In some implementations, cluster centers values for peer groups can be modified to reflect values of the characteristic parameters of the entities assigned to the peer groups. Entities can be reassigned to peer groups based upon the values of the entities' characteristic parameters and the cluster center values of the peer groups, including any modified cluster center values. Peer groups can be refined by reassigning entities to peer groups to ensure that the number of entities assigned to each peer group is greater than the minimum number, m. The modification of the cluster values, the reassignment of the entities to the peer groups, and the refining of peer groups can be repeated until the cluster center values change by less than a threshold value during subsequent iterations, and until the number of entities assigned to each peer group is greater than the minimum number, m.
In some implementations, after a plurality of entities have been assigned to a number of peer groups, such that the number of entities assigned to each peer group is greater than m, a new entity to be added to a peer group can be received. The new entity can be assigned to an existing peer group associated with a particular cluster center value based on the new entity's characteristic parameters and the value of the particular cluster center value. When the number of entities assigned to the existing peer group exceeds a maximum size threshold, the existing peer group can be partitioned into two new peer groups, and subsets of the entities from the existing peer group can be assigned to each new peer group. Then a cluster center value associated with each new peer group can be determined.
In some implementations, KPI data can be received for entities. The KPI data can be analyzed to generate benchmark data for a peer group having at least m entities, and the benchmark data can be provided to entities in the peer group. Defining a minimum number of entities, m, to be assigned to each peer group can include defining m to be sufficiently large such that a KPI data value for an entity in a peer group cannot be determined from an average of the KPI data values for all entities in the peer group.
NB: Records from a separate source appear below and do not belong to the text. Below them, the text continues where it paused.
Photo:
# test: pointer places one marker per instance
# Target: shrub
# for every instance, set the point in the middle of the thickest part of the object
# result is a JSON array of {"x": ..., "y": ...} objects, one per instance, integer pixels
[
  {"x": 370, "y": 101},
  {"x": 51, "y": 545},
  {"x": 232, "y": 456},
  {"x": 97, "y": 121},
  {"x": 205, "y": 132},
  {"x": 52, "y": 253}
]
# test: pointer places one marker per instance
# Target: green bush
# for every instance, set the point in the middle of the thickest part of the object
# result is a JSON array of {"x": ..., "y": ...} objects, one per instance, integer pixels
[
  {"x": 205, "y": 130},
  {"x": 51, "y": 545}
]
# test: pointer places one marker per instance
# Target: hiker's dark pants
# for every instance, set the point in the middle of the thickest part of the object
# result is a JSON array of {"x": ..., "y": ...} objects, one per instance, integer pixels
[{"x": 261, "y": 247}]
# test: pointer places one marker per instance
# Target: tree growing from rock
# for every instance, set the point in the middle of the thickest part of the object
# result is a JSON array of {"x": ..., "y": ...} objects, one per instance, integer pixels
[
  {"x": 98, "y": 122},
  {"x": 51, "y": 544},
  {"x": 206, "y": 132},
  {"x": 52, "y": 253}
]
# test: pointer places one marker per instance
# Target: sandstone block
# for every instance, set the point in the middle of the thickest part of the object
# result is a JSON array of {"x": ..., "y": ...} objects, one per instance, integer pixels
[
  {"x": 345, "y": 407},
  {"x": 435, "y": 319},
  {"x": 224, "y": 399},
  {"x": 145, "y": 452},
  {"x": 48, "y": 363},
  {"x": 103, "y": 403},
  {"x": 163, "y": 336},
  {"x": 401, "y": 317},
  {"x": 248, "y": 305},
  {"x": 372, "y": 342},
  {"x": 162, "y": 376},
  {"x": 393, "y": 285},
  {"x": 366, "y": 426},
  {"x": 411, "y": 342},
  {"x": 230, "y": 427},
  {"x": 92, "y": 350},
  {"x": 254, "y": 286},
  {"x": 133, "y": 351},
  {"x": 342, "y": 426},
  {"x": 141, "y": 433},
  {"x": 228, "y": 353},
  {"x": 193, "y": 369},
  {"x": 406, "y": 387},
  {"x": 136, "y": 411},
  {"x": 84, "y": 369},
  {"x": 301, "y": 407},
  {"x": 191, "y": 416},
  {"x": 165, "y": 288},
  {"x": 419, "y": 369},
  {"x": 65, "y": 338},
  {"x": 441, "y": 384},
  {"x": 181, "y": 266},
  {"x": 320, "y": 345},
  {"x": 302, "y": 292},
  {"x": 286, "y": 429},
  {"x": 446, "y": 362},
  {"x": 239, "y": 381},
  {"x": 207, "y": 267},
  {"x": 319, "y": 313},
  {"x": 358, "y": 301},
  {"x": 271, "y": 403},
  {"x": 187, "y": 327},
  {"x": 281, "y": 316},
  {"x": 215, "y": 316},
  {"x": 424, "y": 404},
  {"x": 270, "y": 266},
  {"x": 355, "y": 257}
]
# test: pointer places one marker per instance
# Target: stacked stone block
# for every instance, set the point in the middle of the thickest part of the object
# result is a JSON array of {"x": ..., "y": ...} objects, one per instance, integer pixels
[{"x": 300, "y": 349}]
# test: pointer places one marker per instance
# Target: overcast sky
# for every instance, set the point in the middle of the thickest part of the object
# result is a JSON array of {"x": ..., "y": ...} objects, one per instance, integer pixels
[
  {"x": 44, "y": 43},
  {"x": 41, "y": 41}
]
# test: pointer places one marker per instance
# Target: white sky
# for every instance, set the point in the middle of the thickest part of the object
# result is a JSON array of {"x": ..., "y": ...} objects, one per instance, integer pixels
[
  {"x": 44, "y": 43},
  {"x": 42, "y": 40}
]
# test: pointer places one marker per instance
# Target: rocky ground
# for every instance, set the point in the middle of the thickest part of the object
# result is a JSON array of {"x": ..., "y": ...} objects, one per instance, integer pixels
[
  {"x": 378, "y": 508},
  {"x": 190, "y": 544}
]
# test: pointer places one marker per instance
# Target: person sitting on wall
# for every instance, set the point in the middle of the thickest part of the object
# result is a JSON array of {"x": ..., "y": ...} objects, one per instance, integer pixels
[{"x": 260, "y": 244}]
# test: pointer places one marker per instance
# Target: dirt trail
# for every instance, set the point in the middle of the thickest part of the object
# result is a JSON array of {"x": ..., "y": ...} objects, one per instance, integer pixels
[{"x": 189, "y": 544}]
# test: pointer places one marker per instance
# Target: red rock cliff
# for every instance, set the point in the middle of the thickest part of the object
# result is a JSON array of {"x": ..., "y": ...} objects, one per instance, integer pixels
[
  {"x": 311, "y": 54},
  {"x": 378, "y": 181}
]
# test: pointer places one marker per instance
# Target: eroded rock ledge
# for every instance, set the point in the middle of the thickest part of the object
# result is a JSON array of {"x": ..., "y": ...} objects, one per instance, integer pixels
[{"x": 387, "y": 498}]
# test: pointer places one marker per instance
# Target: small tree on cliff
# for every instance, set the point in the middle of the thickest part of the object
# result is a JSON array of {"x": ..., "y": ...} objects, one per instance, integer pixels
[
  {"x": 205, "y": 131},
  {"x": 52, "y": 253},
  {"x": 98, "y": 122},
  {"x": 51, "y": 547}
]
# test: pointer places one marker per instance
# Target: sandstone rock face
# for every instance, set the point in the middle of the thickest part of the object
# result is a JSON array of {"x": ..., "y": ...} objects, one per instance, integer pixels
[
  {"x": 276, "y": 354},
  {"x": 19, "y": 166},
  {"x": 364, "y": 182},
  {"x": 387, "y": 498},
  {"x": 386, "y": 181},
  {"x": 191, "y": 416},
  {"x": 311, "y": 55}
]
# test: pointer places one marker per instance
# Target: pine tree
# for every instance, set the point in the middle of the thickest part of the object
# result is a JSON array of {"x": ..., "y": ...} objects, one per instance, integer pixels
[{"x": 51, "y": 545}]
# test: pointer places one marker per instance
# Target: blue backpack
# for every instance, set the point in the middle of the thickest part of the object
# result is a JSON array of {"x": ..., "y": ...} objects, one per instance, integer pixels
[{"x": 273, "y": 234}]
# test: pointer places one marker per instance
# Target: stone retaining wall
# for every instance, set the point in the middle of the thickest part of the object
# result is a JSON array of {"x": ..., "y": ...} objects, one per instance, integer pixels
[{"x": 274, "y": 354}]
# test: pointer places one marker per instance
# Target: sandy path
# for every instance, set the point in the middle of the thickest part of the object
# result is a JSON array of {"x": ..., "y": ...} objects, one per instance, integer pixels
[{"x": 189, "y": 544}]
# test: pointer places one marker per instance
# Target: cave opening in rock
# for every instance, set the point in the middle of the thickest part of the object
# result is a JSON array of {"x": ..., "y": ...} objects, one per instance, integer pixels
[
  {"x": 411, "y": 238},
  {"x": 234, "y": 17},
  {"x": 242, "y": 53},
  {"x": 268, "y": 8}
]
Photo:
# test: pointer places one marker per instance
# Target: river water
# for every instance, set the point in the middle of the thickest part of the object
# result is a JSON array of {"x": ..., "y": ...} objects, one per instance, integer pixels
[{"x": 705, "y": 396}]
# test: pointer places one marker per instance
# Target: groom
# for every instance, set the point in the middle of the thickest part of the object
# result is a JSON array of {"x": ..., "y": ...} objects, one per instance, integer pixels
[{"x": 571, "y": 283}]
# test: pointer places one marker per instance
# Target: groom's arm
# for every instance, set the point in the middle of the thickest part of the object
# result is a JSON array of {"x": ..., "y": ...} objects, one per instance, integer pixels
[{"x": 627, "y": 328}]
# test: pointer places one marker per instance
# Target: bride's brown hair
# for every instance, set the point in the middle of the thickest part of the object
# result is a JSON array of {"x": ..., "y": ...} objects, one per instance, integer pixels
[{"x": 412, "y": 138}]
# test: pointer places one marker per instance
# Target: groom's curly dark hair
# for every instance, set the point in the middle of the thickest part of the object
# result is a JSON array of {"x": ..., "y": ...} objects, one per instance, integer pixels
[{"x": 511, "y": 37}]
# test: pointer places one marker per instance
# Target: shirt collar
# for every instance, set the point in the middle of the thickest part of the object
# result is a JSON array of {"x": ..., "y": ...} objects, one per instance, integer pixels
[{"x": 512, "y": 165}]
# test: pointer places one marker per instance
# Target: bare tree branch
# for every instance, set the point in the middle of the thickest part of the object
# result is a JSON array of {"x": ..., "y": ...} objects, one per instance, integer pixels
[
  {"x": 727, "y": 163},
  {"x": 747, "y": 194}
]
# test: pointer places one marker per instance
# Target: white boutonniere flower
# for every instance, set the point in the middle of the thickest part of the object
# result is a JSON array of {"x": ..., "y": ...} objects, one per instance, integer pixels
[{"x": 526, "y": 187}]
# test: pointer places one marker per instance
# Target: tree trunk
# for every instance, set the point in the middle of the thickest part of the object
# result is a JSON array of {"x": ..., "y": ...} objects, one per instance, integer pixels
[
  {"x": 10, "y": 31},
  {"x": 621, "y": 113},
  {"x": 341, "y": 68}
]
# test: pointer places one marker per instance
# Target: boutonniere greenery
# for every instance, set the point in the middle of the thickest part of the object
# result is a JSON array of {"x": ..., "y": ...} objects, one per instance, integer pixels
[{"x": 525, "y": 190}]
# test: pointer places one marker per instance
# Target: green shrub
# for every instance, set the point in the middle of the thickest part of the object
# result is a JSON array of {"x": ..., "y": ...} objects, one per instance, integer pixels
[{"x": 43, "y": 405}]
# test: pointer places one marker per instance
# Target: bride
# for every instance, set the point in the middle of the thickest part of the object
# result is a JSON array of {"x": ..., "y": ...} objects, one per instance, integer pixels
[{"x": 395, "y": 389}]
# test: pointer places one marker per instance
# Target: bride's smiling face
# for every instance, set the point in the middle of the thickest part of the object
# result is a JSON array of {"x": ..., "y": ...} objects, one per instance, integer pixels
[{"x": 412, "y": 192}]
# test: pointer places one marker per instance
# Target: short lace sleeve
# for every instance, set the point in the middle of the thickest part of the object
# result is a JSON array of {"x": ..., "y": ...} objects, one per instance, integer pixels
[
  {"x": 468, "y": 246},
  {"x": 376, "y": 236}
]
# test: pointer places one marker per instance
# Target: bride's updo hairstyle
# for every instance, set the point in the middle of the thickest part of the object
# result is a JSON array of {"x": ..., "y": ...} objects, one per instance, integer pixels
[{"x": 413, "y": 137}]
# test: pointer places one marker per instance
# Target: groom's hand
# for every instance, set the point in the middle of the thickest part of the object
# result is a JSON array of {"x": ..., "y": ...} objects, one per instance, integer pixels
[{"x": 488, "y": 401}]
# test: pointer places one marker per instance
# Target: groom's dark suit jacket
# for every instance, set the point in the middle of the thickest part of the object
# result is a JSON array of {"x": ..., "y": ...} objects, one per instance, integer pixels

For example, the number of entities assigned to each peer group can be greater than 3. The KPI data can be received anonymously.
In another general aspect, a system for automatically generating peer groups of entities can include a communications agent, a clustering engine, a thresholding filter engine, and a refining engine. The communications agent is adapted to receive characteristic parameter data about entities from remote clients. The clustering engine is adapted to generate cluster center values, assign entities to cluster centers to create peer groups of entities, and adjust cluster center values according to the characteristic parameters of the entities assigned to the cluster centers. The thresholding filter engine is adapted to identify peer groups that do not meet specified size thresholds. The refining engine is adapted to reassign an entity from a neighboring peer group to a peer group that does not satisfy a minimum size threshold if the reassigned entity has not previously been assigned to the peer group that does not satisfy the minimum size requirement.
Implementations can include one or more of the following features. For example, the communications agent can include a secure anonymous gateway for the transfer of characteristic parameter data and key performance indicator data for an entity. The refining engine can be further adapted to evaluate the number of entities in different peer groups, reassign an entity from a neighboring peer group to a peer group that does not satisfy the minimum size threshold if the reassigned entity has not previously been assigned to the peer group that does not satisfy the minimum size requirement, and repeat the evaluating and the reassigning until all peer groups satisfy the minimum size threshold, while not reassigning an entity back to a peer group from which the entity was already reassigned. The refining engine can be further adapted to modify cluster center values after reassigning an entity from a neighboring peer group to a peer group that does not satisfy the minimum size threshold.
The communications agent can be further adapted to receive a new entity to be assigned to a peer group after a plurality of entities have been assigned to a number of peer groups, such each peer group satisfies the minimum size threshold, while the clustering engine is further adapted to assign the new entity to an existing peer group associated with a particular cluster center value based on the new entity's characteristic parameters and the value of the particular cluster center value, and while, when the number of entities assigned to the existing peer group exceeds a maximum size threshold, the refining engine is further adapted to partition the existing peer group into two new peer groups, assign subsets of the entities assigned to the existing peer group to each new peer group, and determine a cluster center value associated with each new peer group.
The communications agent can be further adapted to receive key performance indicator (KPI) data about the entities from the remote clients, and the system can further include a benchmarking engine adapted to statistically analyze KPI data for entities in a peer group to generate benchmark information for the entities in the peer group. The system can include an administration module adapted to set the minimum size threshold, such that the number of entities assigned to each peer group that satisfies the minimum size threshold is sufficiently large such that a KPI data value for an entity in a peer group cannot be determined from an average of the KPI data values for all entities in the peer group. The communications agent can be adapted to receive the KPI data anonymously.
The details of one or more implementations are set forth in the accompanying drawings and the description below. Other features will be apparent from the description and drawings, and from the claims

BRIEF DESCRIPTION OF THE DRAWINGS

FIG. 1 is a schematic diagram of an example system for automatically generating peer groups of entities for benchmarking while preserving a minimum peer group size.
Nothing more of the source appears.